Finance: Research, Policy and Anecdotes

Finance and poverty reduction in India

After many years, Meghana, Mohammad and I finally managed to find a home for our paper Finance, Law and Poverty: Evidence from India, now forthcoming in the Journal of Corporate Finance.  The paper relates to a longer-standing debate on the role of financial development and – even more important for the policy debate – the relative importance of expanding access to financial services versus increasing the efficiency of the financial system.  These are two important though not necessarily correlated dimensions of financial sector deepening.  We use state-level variation in India over the period 1983 to 2005 in rural and urban poverty rates, branch penetration and Credit to SDP to explore these questions. While we do not have perfect gauges for the outreach and the deepening of the financial system, we use branch penetration as a proxy for outreach effort of the banking system (before the arrival of digital and mobile finance) and Credit to SDP as proxy for financial deepening. Our findings suggest that over the period 1983 to 2005 it is Credit to SDP rather than branch penetration that is associated with lower rural but not urban poverty.
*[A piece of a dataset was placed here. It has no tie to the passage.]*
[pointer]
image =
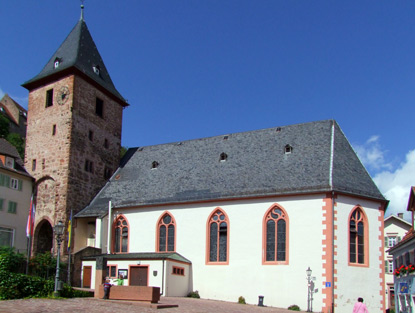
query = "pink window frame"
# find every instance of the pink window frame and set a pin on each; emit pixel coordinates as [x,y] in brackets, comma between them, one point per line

Branch penetration, on the other hand, does not enter significantly, though it enters significantly and negatively in a regression of rural poverty, when extending the sample period to 1965 to 2003, consistent with the seminal paper by Burgess and Pande.  As interesting as establishing this result (in line with the findings in the paper by Asli, Ross and me) is to explore the channels.  We cannot find any evidence that financial sector deepening reduced poverty by increasing schooling, but find some evidence for more entrepreneurship in the rural areas.  Where we find the most robust evidence is in interstate migration into urban areas and the tertiary sector going hand in hand with financial sector deepening in the target states.  This is in line with most of the additional credit going into the tertiary rather than the primary and secondary sectors. In summary, the story of financial sector deepening contribution to the long-term reduction in rural poverty in India is one of indirect effects going through labour markets rather than through increasing financial sector outreach. This, again, is consistent with some of my earlier work, with Ross and Alex, on the U.S., but also with evidence on Thailand, by Xavi Gine and Robert Townsend.